Reputation: 64955
Are there any register-to-register1 AVX or AVX2 instructions which move data in any way between 64-bit halves of 128-bit lanes in ymm
regs, that don't use port 5 on contemporary Intel2?
1 Such a thing kind of exists for memory sources, in the form of the D
and Q
broadcast instructions.
2 Haswell through Skylake-S (although if anything exists in AVX-512 as implemented in SKX it's worth mentioning).
Upvotes: 3
Views: 497
Reputation: 364593
I don't think it's possible in 1 reg-reg instruction, but store/reload can move data in-lane without port 5. Even funky stuff like dppd
or vcvtps2pd
need a port 5 shuffle. All register-source shuffle instructions run on port 5 in Haswell and later (until Ice Lake adds a 2nd shuffle unit on another port that can do some shuffles).
Obviously a misaligned reload can do any byte-shift but that will cause a store-forwarding stall, and you'd have to mask off unwanted data.
vmovddup x/y/zmm, [mem]
runs purely on load ports, exactly like vbroadcastsd
. It's an in-lane broadcast of the low qword. vmovsldup
and vmovshdup
also only need a load port, but don't meet your requirement of moving between 64-bit halves of a lane.
There's no movhdup
that duplicates the high half within each lane, only movddup
that duplicates the low double-precision FP element. SSE3 for xmm, AVX1 for the ymm version.

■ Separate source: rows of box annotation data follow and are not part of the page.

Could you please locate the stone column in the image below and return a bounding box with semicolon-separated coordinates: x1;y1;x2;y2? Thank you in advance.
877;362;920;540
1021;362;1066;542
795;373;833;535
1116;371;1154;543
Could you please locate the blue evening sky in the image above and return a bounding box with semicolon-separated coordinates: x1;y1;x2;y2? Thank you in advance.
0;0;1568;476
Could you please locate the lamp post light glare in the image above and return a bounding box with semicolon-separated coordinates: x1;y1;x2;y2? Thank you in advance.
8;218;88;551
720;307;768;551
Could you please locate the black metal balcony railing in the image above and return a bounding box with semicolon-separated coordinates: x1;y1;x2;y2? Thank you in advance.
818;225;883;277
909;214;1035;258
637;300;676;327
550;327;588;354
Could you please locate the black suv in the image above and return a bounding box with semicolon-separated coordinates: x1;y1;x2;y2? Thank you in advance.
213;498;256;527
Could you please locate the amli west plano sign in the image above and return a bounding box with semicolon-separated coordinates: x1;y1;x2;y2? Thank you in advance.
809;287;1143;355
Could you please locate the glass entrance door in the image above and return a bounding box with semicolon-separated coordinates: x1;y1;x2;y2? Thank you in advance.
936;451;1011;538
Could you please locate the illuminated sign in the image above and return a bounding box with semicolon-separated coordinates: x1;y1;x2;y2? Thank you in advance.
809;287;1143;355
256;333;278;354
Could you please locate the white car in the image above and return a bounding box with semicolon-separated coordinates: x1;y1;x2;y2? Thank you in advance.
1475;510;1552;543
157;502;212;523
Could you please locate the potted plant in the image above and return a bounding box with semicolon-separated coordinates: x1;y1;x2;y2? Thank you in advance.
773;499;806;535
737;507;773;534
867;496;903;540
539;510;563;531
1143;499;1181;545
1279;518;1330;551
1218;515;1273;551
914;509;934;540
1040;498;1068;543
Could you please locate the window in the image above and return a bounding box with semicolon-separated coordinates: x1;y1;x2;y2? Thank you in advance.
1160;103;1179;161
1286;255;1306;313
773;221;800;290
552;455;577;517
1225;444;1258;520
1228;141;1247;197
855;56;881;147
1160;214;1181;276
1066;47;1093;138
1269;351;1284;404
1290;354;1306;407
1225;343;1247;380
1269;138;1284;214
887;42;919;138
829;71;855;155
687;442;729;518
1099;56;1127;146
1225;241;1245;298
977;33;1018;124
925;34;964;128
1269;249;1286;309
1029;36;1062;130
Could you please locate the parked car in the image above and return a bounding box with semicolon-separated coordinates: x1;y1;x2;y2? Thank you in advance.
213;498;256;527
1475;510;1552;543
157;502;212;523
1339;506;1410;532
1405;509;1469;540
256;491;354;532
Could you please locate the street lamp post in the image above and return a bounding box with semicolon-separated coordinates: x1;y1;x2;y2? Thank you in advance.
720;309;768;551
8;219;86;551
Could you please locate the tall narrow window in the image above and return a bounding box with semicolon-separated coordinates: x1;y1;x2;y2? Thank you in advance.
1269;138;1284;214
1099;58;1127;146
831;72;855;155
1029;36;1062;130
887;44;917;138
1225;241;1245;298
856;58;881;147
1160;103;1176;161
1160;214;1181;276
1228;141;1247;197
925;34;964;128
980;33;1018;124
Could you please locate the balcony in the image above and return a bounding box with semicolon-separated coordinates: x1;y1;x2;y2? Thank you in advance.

As @harold points out, phminposuw
can put data from the high 64 bits into the low 64 bits. But it's not available in a YMM version. It may be the only instruction that has a special-purpose execution unit that can do that outside of shuffles. psadbw
works inside 64-bit elements. vdbpsadbw
is 1 uop for p5 on SKX. mpsadbw
is multi-uop including 2p5. phadd
instructions are also 2p5.
Zen 2 has 0.5c throughput for vpshufd ymm
(instlat). It's slower than Intel at handling lane-crossing shuffles with granularity less than 128-bit, but good performance on in-lane shuffles and 128-bit shuffles like vperm2f128
.
Upvotes: 4